言わなければいけない。しかしおれはこの女を好きなのか愛しているのか。雰囲気に飲ま
れているだけではないのか。ああ嫌だ。そう思うと嫌になってきた。ここで背を向けたら
どうなるのだろう。女は涙を流すか何か言うかだろう。予想できる。つまらない。そもそ
も何故こんなことになった。こいつとは長い付き合いだ。ずっと一緒にいる。色々なこと
があった。だからといって、何故愛し合わなければいけないのだろう。こんな流れを作っ
たのは誰だ。誰もいない。ということはおれたちふたりが作ったのか。おれはそんなこと
少しも思っていなかった。だったらこいつが。こいつがそう望んでいるのだろうか。不愉
快だ。こいつの思い通りになることが。だけどおれには選択肢がない。全て予想の範囲内
だ。つまらない。ああ、そうだいっそのことこいつを殺してしまおうか。周りに人影はな
いし予想は出来るがなんとも劇的な流れじゃないか。そうだそうだ殺そう。首を絞めたっ
ていいし頭を打ち付けてもいい。殺そう。殺してしまおう)
 男は微笑みながら女に近づいた。女は瞳を潤ませてそれを眺める。
 女は思う。
(やっぱりお約束。つまらない男。面白くない男。私を抱きしめて「おれも」とか言うの
でしょう。私は涙を流して彼の胸に顔を埋める。反吐が出る。もっと突飛なことをすれば
いいのに一番無難な選択をした。なんてつまらない。場の雰囲気、流れなんて目に見えた
らきっと茶色く濁って汚物がぷかぷか浮いているに決まってる。それに流された私。嫌な
においがする。きっと。私が告白する必要なんて無かった。そしたらこいつが言っていた
のだろうけど。一緒にいた。長い間時を過ごした。でもそれだけ。何故それだけで私たち
が結ばれなければいけないのか。困難を乗り越えたといっても、乗り越える必要はあった
のかしら。間違いなくこいつのためではない。ああ、近づいてくる。突き飛ばしたらどん
な顔をするだろう。予想が出来る。嫌だ嫌だ。何故こんなことになったのだろう。思えば
最初から流されていたような気がする。嫌なにおいの流れは今も私たちを取り巻いている。
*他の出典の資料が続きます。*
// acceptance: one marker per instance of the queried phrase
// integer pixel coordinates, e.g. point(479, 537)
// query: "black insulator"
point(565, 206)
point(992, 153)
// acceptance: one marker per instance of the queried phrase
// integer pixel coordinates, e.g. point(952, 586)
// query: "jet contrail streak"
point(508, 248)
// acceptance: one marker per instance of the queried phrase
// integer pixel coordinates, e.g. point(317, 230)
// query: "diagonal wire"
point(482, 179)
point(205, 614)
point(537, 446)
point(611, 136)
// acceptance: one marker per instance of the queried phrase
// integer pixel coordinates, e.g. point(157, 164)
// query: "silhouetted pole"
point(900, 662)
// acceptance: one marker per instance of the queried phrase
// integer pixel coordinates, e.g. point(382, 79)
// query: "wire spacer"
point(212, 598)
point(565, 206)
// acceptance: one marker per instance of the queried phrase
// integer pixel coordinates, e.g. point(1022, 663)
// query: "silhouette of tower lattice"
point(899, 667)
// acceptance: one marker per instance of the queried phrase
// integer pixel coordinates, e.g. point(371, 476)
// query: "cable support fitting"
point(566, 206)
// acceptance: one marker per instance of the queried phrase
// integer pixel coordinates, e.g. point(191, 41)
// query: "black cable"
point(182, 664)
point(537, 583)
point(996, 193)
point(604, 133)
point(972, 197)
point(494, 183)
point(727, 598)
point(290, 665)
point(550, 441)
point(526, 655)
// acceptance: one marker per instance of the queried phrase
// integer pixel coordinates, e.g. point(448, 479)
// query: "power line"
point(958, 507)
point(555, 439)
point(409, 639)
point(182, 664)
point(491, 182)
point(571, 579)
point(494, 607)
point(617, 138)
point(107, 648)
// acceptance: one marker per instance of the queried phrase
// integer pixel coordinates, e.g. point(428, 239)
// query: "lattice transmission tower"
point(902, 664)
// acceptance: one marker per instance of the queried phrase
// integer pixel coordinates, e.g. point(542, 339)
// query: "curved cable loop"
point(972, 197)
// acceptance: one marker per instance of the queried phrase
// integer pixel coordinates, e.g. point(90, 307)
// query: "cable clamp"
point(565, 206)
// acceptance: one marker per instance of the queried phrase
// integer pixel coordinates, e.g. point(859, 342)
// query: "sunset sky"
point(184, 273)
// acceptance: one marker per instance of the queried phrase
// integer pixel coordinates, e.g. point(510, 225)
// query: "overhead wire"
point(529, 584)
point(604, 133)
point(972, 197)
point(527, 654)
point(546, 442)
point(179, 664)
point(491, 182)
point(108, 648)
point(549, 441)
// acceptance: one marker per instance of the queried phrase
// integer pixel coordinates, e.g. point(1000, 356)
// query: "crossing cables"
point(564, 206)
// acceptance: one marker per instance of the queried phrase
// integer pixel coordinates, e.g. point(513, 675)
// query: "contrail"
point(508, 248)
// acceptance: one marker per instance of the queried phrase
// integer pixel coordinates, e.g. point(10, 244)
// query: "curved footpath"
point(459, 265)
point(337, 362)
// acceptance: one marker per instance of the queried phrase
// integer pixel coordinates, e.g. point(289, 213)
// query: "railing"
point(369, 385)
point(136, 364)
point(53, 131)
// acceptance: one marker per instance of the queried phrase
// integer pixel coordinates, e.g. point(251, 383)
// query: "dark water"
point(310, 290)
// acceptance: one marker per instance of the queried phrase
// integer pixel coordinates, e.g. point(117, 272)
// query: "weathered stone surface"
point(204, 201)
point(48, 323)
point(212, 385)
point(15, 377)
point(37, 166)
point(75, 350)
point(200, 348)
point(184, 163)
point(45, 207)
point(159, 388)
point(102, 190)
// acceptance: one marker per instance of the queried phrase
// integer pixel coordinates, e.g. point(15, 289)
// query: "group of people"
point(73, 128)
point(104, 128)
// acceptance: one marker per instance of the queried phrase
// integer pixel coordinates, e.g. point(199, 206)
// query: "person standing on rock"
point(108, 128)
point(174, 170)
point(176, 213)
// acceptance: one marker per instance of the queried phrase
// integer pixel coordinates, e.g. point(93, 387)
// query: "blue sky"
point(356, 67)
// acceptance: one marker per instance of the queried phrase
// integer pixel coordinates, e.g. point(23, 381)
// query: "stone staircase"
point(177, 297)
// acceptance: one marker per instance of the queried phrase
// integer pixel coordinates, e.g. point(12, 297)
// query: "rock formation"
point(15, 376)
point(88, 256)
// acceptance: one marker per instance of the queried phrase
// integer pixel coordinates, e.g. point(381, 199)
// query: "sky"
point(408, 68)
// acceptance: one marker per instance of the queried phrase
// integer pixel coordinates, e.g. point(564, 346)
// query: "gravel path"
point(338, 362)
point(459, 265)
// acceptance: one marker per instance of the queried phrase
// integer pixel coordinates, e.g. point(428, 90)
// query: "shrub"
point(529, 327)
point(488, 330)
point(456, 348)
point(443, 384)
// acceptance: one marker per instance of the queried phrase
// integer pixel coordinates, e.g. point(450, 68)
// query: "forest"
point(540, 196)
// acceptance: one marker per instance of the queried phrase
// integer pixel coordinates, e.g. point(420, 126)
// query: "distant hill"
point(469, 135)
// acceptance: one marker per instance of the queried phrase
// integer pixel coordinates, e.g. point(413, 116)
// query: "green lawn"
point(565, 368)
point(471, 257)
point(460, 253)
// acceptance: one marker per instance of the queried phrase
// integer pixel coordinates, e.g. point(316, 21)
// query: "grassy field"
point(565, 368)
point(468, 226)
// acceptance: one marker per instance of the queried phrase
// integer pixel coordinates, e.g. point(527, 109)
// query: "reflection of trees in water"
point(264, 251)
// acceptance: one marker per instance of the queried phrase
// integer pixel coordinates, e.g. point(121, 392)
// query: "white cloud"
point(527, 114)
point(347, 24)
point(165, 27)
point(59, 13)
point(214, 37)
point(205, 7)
この流れはどこから来るのだろう。なんだかこいつの後ろから来ているような気がする。
もしそうならば、こいつのせいでここまで流された。他に選択肢は無い。不愉快だ、とて
も。流れを止めるにはこいつを殺すしかない。このままではいけない。私は流され続ける。
いつか溺れる。嫌だそれは嫌だ。そうだ、殺してしまえばいいんだ。きっと誰も気付かな
い。物語のようで素敵な気がする。抱きしめられたら目に指を突き立てようか。深く。そ
れともキスをした時に舌を噛み千切るのもいいかもしれない。殺そう。殺してしまおう)
 男はこのうえない笑顔で女に手を伸ばした。女は優しく微笑んでいる。

 辺りは暗闇。空には星が輝いている。愛の告白をするならば、最高の環境だった。